На любезном допросе Екатерина Матвеевна сказала Игнатию Краснобаеву, что она не только все эти дни не встречалась со своим мужем Иваном Макаровичем, не только не получала от него каких-либо известий, но и впервые слышит, что Иван Макарович в Мильве.
Игнатий, зная Зашеину как свою давнюю соседку, верил ее словам и теперь раскаивался, что Екатерину Матвеевну не оставил на свободе. Тогда бы ее квартира могла стать ловушкой. А вдруг явится Прохоров к своей жене?
Но и в этом его разубедила Екатерина Матвеевна.
— Едва ли, — сказала она, — такой осмотрительный Иван Макарович мог пренебречь моим покоем и впутывать меня в политические дела.
Попечитель «камер изоляции» с каждой минутой убеждался, что совершил ошибку, исправить которую было не легко. Выпустить Зашеину, не боящуюся говорить правду, значило совершить вторую ошибку. И без того мильвенская молва раскрывала истинные цели мятежа и тайны «стратегических камер». Женщины в этом отношении всегда были смелее мужчин. Екатерина Матвеевна, запомнившаяся своим мужеством в единоборстве с кладбищенским попом и мильвенским протоиереем, возмущенная оскорбительным арестом, могла поднять такое недовольство, что Вахтеров во имя торжества справедливости и наказания бесчинствующих не пожалел бы головы попечителя камер. Этот артист почище Всесвятского. Игнатий Краснобаев понимал, что Вахтеров не пощадит и родной матери, лишь бы обелить себя.

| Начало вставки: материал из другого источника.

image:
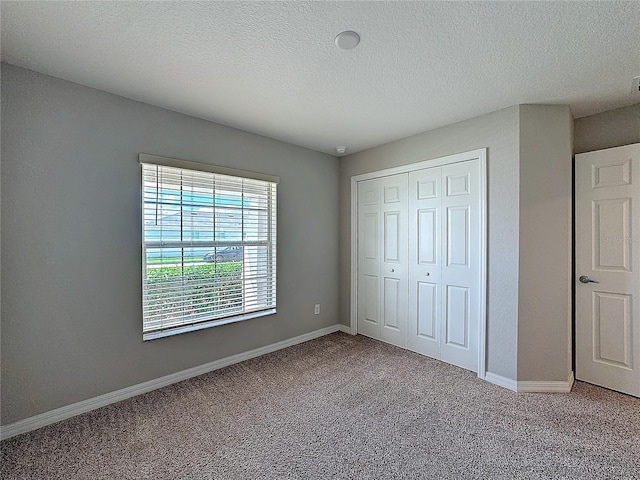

Екатерину Матвеевну решено было задержать в камерах до лучшей обстановки на фронтах и в Мильве. Так, наверно бы, и произошло, но из Екатерининской часовни ушла икона великомученицы Екатерины. Не исчезла, а ушла. Об этом недвусмысленно говорил не только блаженненький Тишенька Дударин. Так говорили сотни женщин.
После двух революций 1917 года, после отделения церкви от государства стало светлее во множестве человеческих душ. Во множестве, но едва ли в большинстве. Особенно применительно к Мильве.
Все в Мильве знали, что Тишенька Дударин безобидный умалишенный, болтающий, бегая по улицам, всякую чепуху. Но можно ли не обращать внимания, когда Тишенька Дударин, привязав к палке линялый, выгоревший сатиновый, некогда красный платок, носится по улицам, как со знаменем, и устрашающе кричит:
— Белеет, белеет, белеет оно, почтенные! Свят-свят-рассыпься! Матушка пресвятая Екатерина-великомученица, пощади, пожалей раба дьяволова Игнатия, помяни его во царствии твоем…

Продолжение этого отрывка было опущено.